Fourth, we already have powers to strip citizenship from those individuals with British or dual nationality who act in a way that is contrary to the interests of this country. We will now consult on extending these powers, applying them to naturalised citizens engaged in extremism, and making the procedures simpler and more effective.

Fifth, cases such as Rashid Ramda, wanted for the Paris Metro bombings ten years ago, and who is still in the UK whilst France seeks extradition are completely unacceptable. We will begin consultation on setting a maximum time limit for all future extradition cases involving terrorism.

Sixth, we are already examining a new court procedure which would allow a pretrial process. We will also examine whether the necessary procedure can be brought about to give us a way of meeting the police and security service request that detention, pre-charge of terrorist suspects, be significantly extended.

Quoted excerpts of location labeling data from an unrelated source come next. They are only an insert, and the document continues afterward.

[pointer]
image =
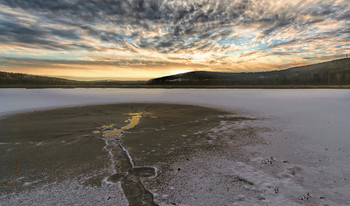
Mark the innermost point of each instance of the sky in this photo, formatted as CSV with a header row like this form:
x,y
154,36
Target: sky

Seventh, for those who are British nationals and cannot be deported, we will extend the use of control orders, any breach of which can mean imprisonment.

Eight, to expand the court capacity necessary to deal with this and other related issues. The Lord Chancellor will increase the number of special judges hearing such cases.

Nine, we will proscribe Hizb-ut-Tahira and the successor organisation of Al Mujahiroun. We will also examine the grounds for proscription to widen them and put forward proposals in the new legislation.

Ten, it is now necessary in order to acquire British citizenship that people attend a citizenship ceremony, swear allegiance to this country, and have a rudimentary grasp of the English language. We will review the threshold for this to make sure it is adequate, and we will establish with the Muslim community a commission to advise on how, consistent with peoples complete freedom to worship in the way they want and to follow their own religion and culture, there is better integration of those parts of the community presently inadequately integrated. I have asked Hazel Blears to make this part of the work she is currently undertaking.

Eleven, we will consult on a new power to order closure of a place of worship which is used as a centre for fomenting extremism, and will consult with Muslim leaders in respect of those clerics who are not British citizens to draw up a list of those not suitable to preach and who will be excluded from our country in future.

Twelve, we will bring forward the proposed measures on the security of our borders with a series of countries specifically designated for biometric visas over the next year. Meanwhile the Home Office and the Foreign & Commonwealth Office are compiling an international database of those individuals whose activities or views pose a threat to Britain’s security. Anyone on the database will be excluded from entry with any appeal only taking place outside the country.

We will consult widely on these measures, including with the other political parties of course. It is evidently a heavy agenda to take forward, but it’s necessary, and let me also again repeat and make it clear, if legislation can be made ready in time, and the right consensus is achieved, we are ready to recall parliament in September, at least to begin the debate over these measures.

I want to make it clear yet again that this is not in any way whatever aimed at the decent law-abiding Muslim community of Great Britain. We know that this fringe of extremism does not truly represent Islam. We know British Muslims, in general, abhor the actions of the extremists. We acknowledge once again Muslim contribution to our country and welcome it. We welcome those who visit our country from abroad in peace, welcome those who know that in this country the respect and tolerance towards others which we believe in, is the surest guarantee of freedom and progress for people of all religious faiths.

But coming to Britain is not a right, and even when people have come here, staying here carries with it a duty. That duty is to share and support the values that sustain the British way of life. Those that break that duty and try to incite hatred or engage in violence against our country and it’s people have no place here. Over the coming months in the courts, in Parliament, in debate and engagement with all parts of our communities, we will work to turn these sentiments into reality, and that is my duty as Prime Minister.